"The House began debate and a vote was expected early this evening, with Republican leaders confident of winning over enough holdouts to pass their plan, which would make $900 billion in cuts, raise the debt ceiling for a few months, and come back for more of the same later. But Senate Democratic leaders said that if that happened they would waste no time rejecting the legislation.
"Leaders of both parties and in both chambers said that it was essential to avoid a default on the federal debt, but that was practically all they agreed on." From the NY Times, today, July 28, 2011.
So the question is why does Boehner want to pass a debt ceiling package that will not pass the Senate? Or to put this differently, why pass such a package when he knows it will not do anything and cannot do anything to get a deal done? Or, still differently, why is Boehner not interested in actually governing, but is content to "play games" or engage in gamesmanship?

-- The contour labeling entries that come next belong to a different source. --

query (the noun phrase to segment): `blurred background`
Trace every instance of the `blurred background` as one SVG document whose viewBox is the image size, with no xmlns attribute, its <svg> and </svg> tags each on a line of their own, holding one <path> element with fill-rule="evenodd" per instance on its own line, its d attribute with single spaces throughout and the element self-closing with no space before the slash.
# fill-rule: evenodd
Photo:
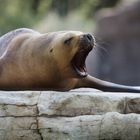
<svg viewBox="0 0 140 140">
<path fill-rule="evenodd" d="M 23 27 L 90 32 L 89 73 L 140 85 L 140 0 L 0 0 L 0 35 Z"/>
</svg>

And if you say this is strategy on Boehner's part, what is that strategy? What is to be gained as a result of this action?
And although I cannot answer these questions to my own satisfaction, I will say that the answers one provides depends upon how one understands the actions of our politicians. That is, if you think that Boehner's primary concern is actually governing according to a set of principles he deems fundamental, then his "strategy" is really no strategy at all. Rather, it is merely an action, known in advance to be futile, that is meant to endorse these principles, even though this endorsement will do nothing or have little or no consequences. However, if you consider the possibility that Boehner has over concerns, say, more parochial concerns, then it is possible to see this as a "strategy" that is meant achieve certain results. What results could Boehner want to achieve, if we exclude legislative consequences? Does he want to try to showup the President or the Senate, that is, the Democrats in the Senate by forcing them to vote this option down? That has a certain plausibility to it. But it should be asked, What does this achieve? Does this make it more likely that the Republicans will gain as a result of a Senate or presidential veto? At the present moment, the answer to this question would seem to be "No," because most the American people seem to want some kind of settlement, almost any kind of settlement, because they sense that this situation could be resolved rather easily if politicians would stop "playing politics."
So, it remains, at least to me, to be seen what Boehner is about, what his objectives are. And I would just point out that our commonly accepted understandings of how our politicians behave do not provide very persuasive explanations at this point. So, it would seem that whatever is going in D.C. right now, we don't really understand. And this in itself is interesting.